Industrial Applications and Waste Valorization

Damen et al. (2026) demonstrated that dairy white wastewater, a byproduct of industrial cleaning processes that is normally discarded, contains residual milk proteins that can be hydrolyzed into antihypertensive, antidiabetic, and antioxidant peptides. Using four different enzymes (pepsin, trypsin, thermolysin, and pronase E), they found the wastewater hydrolysates produced ACE-inhibitory and DPP-IV-inhibitory peptides comparable to those from pure milk protein.[11]

This finding has practical implications. The dairy industry generates enormous volumes of wastewater, and converting it into a source of bioactive peptides would add value to what is currently a disposal cost. The peptides identified in wastewater hydrolysates are the same sequences found in conventional milk hydrolysates, confirming that the protein composition of the wastewater is sufficient for bioactive peptide production.

The convergence of AI-driven enzyme optimization, waste stream valorization, and microbiome research is reshaping the field. Traditional dairy peptide research focused narrowly on ACE inhibition and blood pressure. The current trajectory is toward multifunctional peptide products: hydrolysates that simultaneously provide ACE-inhibitory, DPP-IV-inhibitory (relevant to blood sugar regulation), antioxidant, and prebiotic effects. Whether these multifunctional profiles translate into measurable health outcomes in humans remains to be tested, but the reductive approach of studying single peptides against single targets has yielded diminishing returns. The Li et al. RCT, which found microbiome changes alongside blood pressure reduction, points toward a more integrative model of how food-derived peptides influence health.

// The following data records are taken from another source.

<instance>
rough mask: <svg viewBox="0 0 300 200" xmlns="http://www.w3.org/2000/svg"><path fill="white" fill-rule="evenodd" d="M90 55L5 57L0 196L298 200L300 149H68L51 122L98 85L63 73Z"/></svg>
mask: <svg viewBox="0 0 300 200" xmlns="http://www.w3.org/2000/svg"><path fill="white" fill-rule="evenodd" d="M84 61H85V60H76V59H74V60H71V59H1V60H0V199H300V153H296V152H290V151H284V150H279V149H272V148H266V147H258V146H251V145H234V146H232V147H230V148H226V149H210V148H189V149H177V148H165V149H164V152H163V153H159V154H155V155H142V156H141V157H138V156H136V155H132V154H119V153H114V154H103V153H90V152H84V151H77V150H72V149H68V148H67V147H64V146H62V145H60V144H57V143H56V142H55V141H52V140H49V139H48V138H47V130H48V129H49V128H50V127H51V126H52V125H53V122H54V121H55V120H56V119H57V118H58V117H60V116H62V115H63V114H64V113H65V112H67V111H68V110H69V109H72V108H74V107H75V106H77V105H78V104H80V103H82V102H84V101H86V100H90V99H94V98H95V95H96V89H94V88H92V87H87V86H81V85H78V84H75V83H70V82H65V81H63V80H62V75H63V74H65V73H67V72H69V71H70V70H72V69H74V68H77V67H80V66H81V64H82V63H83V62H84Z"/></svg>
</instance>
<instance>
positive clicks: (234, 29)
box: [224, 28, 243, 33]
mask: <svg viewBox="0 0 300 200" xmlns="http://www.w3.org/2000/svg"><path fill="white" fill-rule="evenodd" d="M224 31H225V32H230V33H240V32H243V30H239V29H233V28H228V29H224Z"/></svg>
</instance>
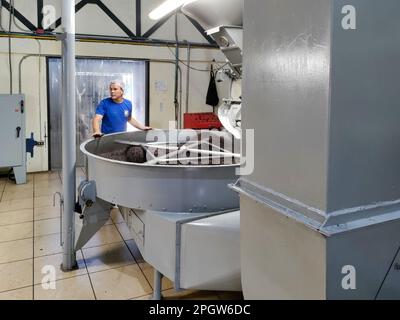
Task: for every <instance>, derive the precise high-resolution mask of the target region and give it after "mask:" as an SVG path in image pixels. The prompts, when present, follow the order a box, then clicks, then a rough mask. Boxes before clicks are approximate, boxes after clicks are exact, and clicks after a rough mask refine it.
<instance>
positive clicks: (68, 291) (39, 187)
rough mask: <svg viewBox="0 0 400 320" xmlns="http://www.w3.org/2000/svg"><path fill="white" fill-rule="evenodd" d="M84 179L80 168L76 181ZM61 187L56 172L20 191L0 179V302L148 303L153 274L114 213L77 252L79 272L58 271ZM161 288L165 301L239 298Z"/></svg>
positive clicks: (172, 285)
mask: <svg viewBox="0 0 400 320" xmlns="http://www.w3.org/2000/svg"><path fill="white" fill-rule="evenodd" d="M83 177H84V172H83V171H82V170H81V169H78V170H77V178H78V180H77V181H78V182H79V181H80V180H79V179H80V178H83ZM61 188H62V183H61V176H60V173H59V172H51V173H36V174H29V175H28V183H27V184H26V185H20V186H17V185H15V183H14V182H12V181H8V180H7V179H4V178H0V300H8V299H16V300H32V299H36V300H41V299H46V300H47V299H63V300H67V299H84V300H91V299H99V300H100V299H107V300H111V299H132V300H133V299H141V300H144V299H151V295H152V285H153V271H154V270H153V268H152V266H151V265H149V264H148V263H146V262H145V261H144V260H143V258H142V256H141V255H140V252H139V250H138V249H137V247H136V245H135V242H134V241H133V240H132V237H131V235H130V232H129V230H128V228H127V226H126V224H125V222H124V220H123V219H122V217H121V215H120V213H119V212H118V210H115V209H114V210H113V211H112V213H111V219H110V220H109V222H107V223H106V225H105V226H103V227H102V228H101V230H100V231H99V232H98V233H97V234H96V235H95V236H94V237H93V238H92V239H91V240H90V241H89V242H88V243H87V244H86V245H85V246H84V248H83V249H82V250H80V251H79V252H78V253H77V261H78V265H79V269H78V270H75V271H72V272H67V273H65V272H62V271H61V270H60V264H61V261H62V248H61V247H60V217H59V209H58V207H53V193H54V192H57V191H61ZM49 275H52V276H54V279H56V281H55V283H54V282H53V283H51V282H49ZM53 287H55V288H54V289H53ZM162 288H163V296H164V297H165V299H213V300H215V299H224V300H225V299H240V298H241V294H240V293H226V292H205V291H189V290H185V291H182V292H176V291H175V290H174V289H173V283H172V282H171V281H170V280H168V279H167V278H163V283H162Z"/></svg>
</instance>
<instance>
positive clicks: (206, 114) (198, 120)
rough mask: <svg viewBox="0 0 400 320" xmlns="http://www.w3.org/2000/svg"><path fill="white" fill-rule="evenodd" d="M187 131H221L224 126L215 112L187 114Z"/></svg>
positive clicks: (203, 112)
mask: <svg viewBox="0 0 400 320" xmlns="http://www.w3.org/2000/svg"><path fill="white" fill-rule="evenodd" d="M183 120H184V128H185V129H197V130H199V129H221V128H222V124H221V122H220V121H219V119H218V116H217V115H216V114H215V113H213V112H203V113H185V114H184V115H183Z"/></svg>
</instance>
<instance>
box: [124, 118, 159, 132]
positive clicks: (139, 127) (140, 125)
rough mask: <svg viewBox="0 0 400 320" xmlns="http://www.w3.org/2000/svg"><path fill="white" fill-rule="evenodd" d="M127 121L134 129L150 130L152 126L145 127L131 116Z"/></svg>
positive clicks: (150, 129)
mask: <svg viewBox="0 0 400 320" xmlns="http://www.w3.org/2000/svg"><path fill="white" fill-rule="evenodd" d="M128 122H129V123H130V124H131V125H133V126H134V127H135V128H136V129H139V130H152V129H153V128H152V127H147V126H145V125H143V124H141V123H140V122H139V121H137V120H136V119H135V118H133V117H131V118H129V120H128Z"/></svg>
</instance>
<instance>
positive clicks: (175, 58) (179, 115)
mask: <svg viewBox="0 0 400 320" xmlns="http://www.w3.org/2000/svg"><path fill="white" fill-rule="evenodd" d="M175 41H176V48H175V93H174V105H175V121H176V124H177V129H180V128H181V126H180V106H179V102H178V81H179V79H178V72H179V39H178V11H176V12H175Z"/></svg>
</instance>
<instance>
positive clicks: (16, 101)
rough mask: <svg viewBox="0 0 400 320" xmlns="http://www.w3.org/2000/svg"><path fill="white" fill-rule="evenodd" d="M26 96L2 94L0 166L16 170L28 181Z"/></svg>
mask: <svg viewBox="0 0 400 320" xmlns="http://www.w3.org/2000/svg"><path fill="white" fill-rule="evenodd" d="M25 130H26V128H25V96H24V95H20V94H18V95H5V94H0V168H5V167H9V168H12V169H13V171H14V176H15V182H16V183H17V184H24V183H26V138H25Z"/></svg>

Fermented food peptides from kimchi, kefir, and similar products represent another route to the same endpoint: microbial proteases during fermentation release ACE-inhibitory peptides from whatever protein substrate is present. Similarly, fish-derived collagen peptides contain distinct ACE-inhibitory sequences from marine protein sources, broadening the landscape of food-derived antihypertensives beyond terrestrial dairy.

The Bottom Line

Dairy proteins are the most extensively studied source of food-derived ACE-inhibitory peptides. Both casein and whey yield distinct antihypertensive peptide profiles through enzymatic hydrolysis, fermentation, or normal digestion. A 2025 human RCT showed a 10.3 mmHg systolic reduction with specific casein peptides, though earlier meta-analyses of lactotripeptide trials suggest more modest effects (1.7-4.0 mmHg). The mechanism likely involves more than direct ACE inhibition, including gut microbiome modulation and antioxidant effects. Deep learning is accelerating the discovery and optimization of dairy-derived bioactive peptides, while waste valorization research is extending the source base beyond traditional milk products.